1. **First line** is a one-line summary (fewer than 80 characters) of the commit. It should
be in [title case](https://en.wikipedia.org/wiki/Letter_case#Title_case) and written in
the [imperative voice](https://en.wikipedia.org/wiki/Imperative_mood). A good rule of thumb:
*If applied this commit will, <insert title of git message here>*.

2. **Second line** should be blank.

3. **Third (and subsequent) lines** should include more details of the commit.

My commit message is the following:
```
Check in README file

* Added short description of the project
* Added python2.7 as a dependency
```
Now that we have made our first commit we can examine our log using `git log`!
```
> git log

* commit aaf89fd77e9b43d99fe32823843a7519b2108c90
  Author: Clark Kent <clark.kent@dailyplanet.com>
  Date:   Sat Nov 05 13:45:11 2016 -0600

          Check in README file

          * Added short description of the project
          * Added python3 as a dependency
```
The long string of characters in the first line is a unique identifier for your commit.
You can use this identifier to switch back to this specific version of your project in
the future. The second line is who made the commit. The third line gives the date
and time. Everthing that follows is the commit message.

To see only the *titles* of commit messages, you can use `git log` with the
`--oneline` option:
```
> git log --oneline
```
There are many other options to the `git log` command; explore the documentation to find
which ones suit your needs. Here's one combination we recommend (check it out!):
```
> git log --oneline --graph --all --decorate
```

## Moving and removing files
Now you know how to *add* a file to your project using `git`. What if you want to get
rid of something?
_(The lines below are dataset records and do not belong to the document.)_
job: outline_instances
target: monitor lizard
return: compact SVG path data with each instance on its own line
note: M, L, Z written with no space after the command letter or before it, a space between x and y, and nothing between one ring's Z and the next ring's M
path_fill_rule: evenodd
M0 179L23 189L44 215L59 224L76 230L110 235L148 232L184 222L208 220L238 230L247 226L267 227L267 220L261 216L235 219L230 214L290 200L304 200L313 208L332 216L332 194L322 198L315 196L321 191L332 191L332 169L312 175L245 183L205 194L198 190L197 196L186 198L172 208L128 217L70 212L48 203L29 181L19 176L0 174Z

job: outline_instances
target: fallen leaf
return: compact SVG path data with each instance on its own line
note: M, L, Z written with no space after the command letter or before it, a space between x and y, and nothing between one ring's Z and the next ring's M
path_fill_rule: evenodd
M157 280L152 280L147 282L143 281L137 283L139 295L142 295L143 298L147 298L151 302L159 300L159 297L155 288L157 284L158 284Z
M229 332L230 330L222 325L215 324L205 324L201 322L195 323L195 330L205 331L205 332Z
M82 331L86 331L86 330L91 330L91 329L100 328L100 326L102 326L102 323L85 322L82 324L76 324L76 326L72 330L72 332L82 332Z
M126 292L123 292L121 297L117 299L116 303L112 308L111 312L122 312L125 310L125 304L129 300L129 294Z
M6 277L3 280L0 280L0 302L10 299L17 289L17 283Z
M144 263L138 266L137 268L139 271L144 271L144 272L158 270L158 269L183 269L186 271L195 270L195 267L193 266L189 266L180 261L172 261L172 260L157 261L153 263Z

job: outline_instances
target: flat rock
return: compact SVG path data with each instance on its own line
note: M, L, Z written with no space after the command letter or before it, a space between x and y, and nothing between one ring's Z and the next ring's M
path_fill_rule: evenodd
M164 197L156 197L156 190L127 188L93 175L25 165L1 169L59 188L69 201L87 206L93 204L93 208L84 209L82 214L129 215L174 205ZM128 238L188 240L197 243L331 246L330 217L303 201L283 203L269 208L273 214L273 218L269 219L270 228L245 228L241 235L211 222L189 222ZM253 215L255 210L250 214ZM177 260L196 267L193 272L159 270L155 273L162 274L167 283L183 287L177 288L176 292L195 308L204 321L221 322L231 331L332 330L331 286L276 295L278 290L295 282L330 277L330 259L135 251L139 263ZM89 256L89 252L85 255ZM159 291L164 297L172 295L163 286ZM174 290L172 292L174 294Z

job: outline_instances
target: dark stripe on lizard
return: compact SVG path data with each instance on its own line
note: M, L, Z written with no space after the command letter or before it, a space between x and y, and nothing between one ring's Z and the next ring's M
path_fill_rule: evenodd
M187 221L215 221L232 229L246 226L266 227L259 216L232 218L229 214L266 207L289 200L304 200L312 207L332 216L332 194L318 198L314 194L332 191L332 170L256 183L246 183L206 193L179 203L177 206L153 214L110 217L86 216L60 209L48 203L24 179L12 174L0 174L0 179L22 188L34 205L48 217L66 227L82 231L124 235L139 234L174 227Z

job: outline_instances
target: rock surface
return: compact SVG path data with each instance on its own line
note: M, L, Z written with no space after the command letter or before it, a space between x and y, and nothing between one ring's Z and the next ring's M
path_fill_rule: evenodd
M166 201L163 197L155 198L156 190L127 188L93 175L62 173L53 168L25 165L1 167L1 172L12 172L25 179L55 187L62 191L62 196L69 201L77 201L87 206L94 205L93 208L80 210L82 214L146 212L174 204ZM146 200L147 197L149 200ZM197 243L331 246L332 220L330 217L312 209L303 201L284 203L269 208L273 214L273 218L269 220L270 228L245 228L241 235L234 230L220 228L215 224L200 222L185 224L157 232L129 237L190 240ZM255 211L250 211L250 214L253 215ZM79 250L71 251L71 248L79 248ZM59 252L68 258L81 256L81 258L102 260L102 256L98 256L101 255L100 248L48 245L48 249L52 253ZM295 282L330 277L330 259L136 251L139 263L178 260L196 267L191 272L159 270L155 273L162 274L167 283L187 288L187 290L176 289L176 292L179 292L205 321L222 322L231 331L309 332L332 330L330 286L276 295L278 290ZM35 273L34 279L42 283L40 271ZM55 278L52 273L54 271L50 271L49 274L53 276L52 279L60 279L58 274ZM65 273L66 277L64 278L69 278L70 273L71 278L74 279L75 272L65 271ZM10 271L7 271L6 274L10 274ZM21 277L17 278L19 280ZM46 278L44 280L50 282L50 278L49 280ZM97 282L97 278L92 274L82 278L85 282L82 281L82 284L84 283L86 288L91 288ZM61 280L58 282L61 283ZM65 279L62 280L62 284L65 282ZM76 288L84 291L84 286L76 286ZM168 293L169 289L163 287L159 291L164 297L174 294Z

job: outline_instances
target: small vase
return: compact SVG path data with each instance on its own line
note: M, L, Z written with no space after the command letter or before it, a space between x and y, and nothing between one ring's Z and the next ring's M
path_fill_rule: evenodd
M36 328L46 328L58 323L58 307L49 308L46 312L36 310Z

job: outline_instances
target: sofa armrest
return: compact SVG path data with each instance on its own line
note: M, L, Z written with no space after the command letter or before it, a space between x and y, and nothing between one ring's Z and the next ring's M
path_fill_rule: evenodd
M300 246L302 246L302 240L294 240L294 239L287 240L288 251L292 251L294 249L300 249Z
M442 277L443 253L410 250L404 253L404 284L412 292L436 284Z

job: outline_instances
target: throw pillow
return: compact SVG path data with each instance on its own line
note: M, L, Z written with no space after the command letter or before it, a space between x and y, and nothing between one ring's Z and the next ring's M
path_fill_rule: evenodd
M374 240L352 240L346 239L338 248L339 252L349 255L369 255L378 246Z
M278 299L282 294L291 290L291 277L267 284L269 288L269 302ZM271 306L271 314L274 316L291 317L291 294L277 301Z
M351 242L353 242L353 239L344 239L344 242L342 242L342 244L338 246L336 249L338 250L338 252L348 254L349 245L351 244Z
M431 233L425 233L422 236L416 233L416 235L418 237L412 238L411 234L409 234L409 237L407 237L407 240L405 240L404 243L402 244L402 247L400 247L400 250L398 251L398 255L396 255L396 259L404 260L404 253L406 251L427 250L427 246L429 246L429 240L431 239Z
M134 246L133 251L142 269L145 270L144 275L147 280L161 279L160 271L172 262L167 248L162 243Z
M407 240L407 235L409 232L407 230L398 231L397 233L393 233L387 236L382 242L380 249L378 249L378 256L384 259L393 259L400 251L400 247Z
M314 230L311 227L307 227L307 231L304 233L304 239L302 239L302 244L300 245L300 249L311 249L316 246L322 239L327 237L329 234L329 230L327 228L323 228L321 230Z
You can **remove** files from your repo using `git rm`:
```
> git rm FILENAME
> git rm -r DIRECTORY
```
Note that when you remove a file using `git`, you can still go back to a *previous* commit
before you removed the file and **recover** that file. This is different than simply using
the command `rm`, which permanently erases the file.

You'll also have to tell `git` if you want to *rename* a file using the `git mv` command,
because *renaming* a file is basically *moving* it to a new location. For
example, to change the name of a file from `OLD` to `NEW`:
```
> git mv OLD NEW
```
`git rm` and `git mv` will stage the changes, so after invoking one of these commands, you can
just `commit` your changes without using `git add` again.

We have our first commit and repo! Now we're ready to write some code!